Quando o papa João Paulo II estava considerando nomear McCarrick como arcebispo de Washington, Cacciavillan considerou o relatório de McCarrick sobre as alegações um ponto a favor de McCarrick. Ele citou especificamente a carta de 21 de novembro de 1992 a O'Connor.

Em 1999, o cardeal O'Connor passou a acreditar que McCarrick poderia ser culpado de algum tipo de má conduta. Ele pediu ao Papa João Paulo II que não nomeasse McCarrick como sucessor de O'Connor em Nova York, citando alegações de que McCarrick compartilhava camas com seminaristas, entre outros rumores e alegações.

O relatório descreve McCarrick como uma personalidade ambiciosa, workaholic e perspicaz, à vontade em círculos de influência e fazendo contatos com líderes políticos e religiosos. Ele falava várias línguas e atuou em delegações ao Vaticano, ao Departamento de Estado dos EUA e a ONGs. Às vezes, ele acompanhava o Papa João Paulo II em suas viagens.

O novo relatório do Vaticano indica que a rede de McCarrick incluía muitos policiais.

"Durante seu tempo como Ordinário da Arquidiocese de Newark, McCarrick fez vários contatos na aplicação da lei estadual e federal", diz o relatório do Vaticano. Thomas E. Durkin, descrito como o “bem relacionado advogado de Nova Jersey” de McCarrick, ajudou McCarrick a se encontrar com os líderes dos New Jersey State Troopers e com o chefe do FBI em New Jersey.

Um padre que anteriormente serviu como policial de Nova Jersey disse que o relacionamento de McCarrick "não era atípico, já que as relações entre a Arquidiocese e a Polícia de Newark sempre foram próximas e colaborativas". O próprio McCarrick estava "à vontade entre os agentes da lei", de acordo com o relatório de McCarrick, que dizia que seu tio era capitão em seu departamento de polícia e mais tarde chefiou uma academia de polícia.

Quanto ao encontro de McCarrick com um agente disfarçado da KGB nas Nações Unidas, a história é apenas um dos muitos incidentes provocativos envolvendo o clérigo influente.

O arcebispo Dominic Bottino, um padre da diocese de Camden, descreveu um incidente em um refeitório em Newark em janeiro de 1990, no qual McCarrick parecia estar pedindo sua ajuda para obter informações privilegiadas sobre as nomeações de bispos nos Estados Unidos

O então novo bispo de Camden James T. McHugh, o então bispo auxiliar John Mortimer Smith de Newark, McCarrick, e um jovem padre cujo nome Bottino não lembrava participaram de um pequeno jantar para celebrar a consagração de McCarrick de Smith e McHugh como bispos.
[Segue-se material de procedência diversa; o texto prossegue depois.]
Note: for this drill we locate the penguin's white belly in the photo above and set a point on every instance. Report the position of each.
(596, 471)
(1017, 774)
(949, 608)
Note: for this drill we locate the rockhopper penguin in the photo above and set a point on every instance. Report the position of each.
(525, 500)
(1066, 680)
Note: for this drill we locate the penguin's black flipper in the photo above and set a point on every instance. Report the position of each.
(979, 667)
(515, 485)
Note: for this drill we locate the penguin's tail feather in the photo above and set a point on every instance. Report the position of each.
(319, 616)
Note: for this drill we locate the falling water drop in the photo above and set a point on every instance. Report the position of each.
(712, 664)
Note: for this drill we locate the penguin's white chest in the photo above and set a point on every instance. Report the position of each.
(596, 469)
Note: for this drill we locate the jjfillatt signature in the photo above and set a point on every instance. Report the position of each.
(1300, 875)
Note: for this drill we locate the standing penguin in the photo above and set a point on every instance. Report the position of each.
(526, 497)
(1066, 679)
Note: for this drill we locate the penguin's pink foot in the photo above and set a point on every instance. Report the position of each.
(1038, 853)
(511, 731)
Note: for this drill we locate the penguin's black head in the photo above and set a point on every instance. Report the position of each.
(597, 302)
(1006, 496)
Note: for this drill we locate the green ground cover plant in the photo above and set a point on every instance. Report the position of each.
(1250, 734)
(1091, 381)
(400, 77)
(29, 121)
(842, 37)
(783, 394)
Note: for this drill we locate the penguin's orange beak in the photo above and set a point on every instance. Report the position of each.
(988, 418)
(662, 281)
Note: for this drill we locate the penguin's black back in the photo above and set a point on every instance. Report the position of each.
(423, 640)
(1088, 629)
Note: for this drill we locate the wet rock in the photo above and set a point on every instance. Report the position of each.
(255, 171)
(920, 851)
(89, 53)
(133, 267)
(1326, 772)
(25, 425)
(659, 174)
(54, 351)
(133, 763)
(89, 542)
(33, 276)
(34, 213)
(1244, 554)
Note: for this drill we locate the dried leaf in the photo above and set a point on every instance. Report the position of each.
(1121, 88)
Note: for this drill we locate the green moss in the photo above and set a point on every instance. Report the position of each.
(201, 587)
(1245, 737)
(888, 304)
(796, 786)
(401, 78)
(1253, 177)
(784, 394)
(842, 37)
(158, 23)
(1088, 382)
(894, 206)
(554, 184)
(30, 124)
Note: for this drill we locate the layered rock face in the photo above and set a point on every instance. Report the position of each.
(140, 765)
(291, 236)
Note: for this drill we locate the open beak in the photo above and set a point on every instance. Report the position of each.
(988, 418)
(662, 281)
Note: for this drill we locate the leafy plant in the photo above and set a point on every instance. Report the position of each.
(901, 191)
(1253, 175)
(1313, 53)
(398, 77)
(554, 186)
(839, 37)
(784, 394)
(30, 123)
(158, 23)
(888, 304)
Bottino ficou surpreso ao saber que foi escolhido para ser membro da Missão de Observadores Permanentes da Santa Sé nas Nações Unidas.

McCarrick, que parecia ter se embriagado de tanto beber, disse a Bottino que a mala diplomática da missão de Observador Permanente da Santa Sé regularmente continha nomeações episcopais para as dioceses dos Estados Unidos.

"Colocando a mão no braço de Bottino, McCarrick perguntou se ele poderia 'contar' com Bottino, uma vez que ele se tornasse o escrivão para fornecer-lhe as informações da bolsa", disse o relatório do Vaticano. “Depois que Bottino afirmou que parecia que o material no envelope deveria permanecer confidencial, McCarrick deu um tapinha em seu braço e respondeu: 'Você é bom. Mas acho que posso contar com você "."

Pouco depois dessa troca, disse Bottino, ele viu McCarrick apalpando a região da virilha do jovem padre sentado ao lado dele à mesa. O jovem padre parecia "paralisado" e "apavorado". McHugh então se levantou abruptamente "em uma espécie de pânico" e disse que ele e Bottino precisariam partir, talvez apenas 20 minutos depois de chegarem.

Não há evidências de que Smith ou McHugh relataram o incidente a qualquer oficial da Santa Sé, incluindo o núncio apostólico.